Medical Discovery News
Science permeates everyday life. Yet the understanding of advances in biomedical science is limited at best. Few people make the connection that biomedical science is medicine and that biomedical scientists are working today for the medicine of tomorrow. Our weekly five-hundred-word newspaper column (http://www.illuminascicom.com/) and two-minute radio show provide insights into a broad range of biomedical science topics. Medical Discovery News is dedicated to explaining discoveries in biomedical research and their promise for the future of medicine. Each release is designed to stimulate listeners to think, question and appreciate how science affects their health as well as that of the rest of the world.

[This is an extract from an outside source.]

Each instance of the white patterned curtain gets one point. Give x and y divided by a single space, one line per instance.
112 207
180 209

We also delve into significant biomedical discoveries and portray how science (or the lack of it) has impacted health throughout history.
Medical Discovery News
You Say Tomato and I say. Tomahto
1001 You Say Tomato and I say Tomahto
Welcome to Medical Discovery News. I’m Dr. David Niesel.
And I’m Dr. Norbert Herzog.
You know the old song lyric, “you say tomayto and I say tomahto?” Well, a new study has Dave and me saying, “you say tomato and I say potato.”
That’s because the tomato plant may be the ancestor to potato plants. At some point, the tomato genome joined with an ancestral form of a tuberless potato plant to form today’s potat in South America’s Andes mountains about nine million years ago.
The ancestral tuberless potato plant is called Etubersum. It had been a scientific mystery how this plant’s stem began enlarging into potatoes until a Chinese research group did molecular analysis on more than forty wild potato species and a dozen species of wild tomato plants.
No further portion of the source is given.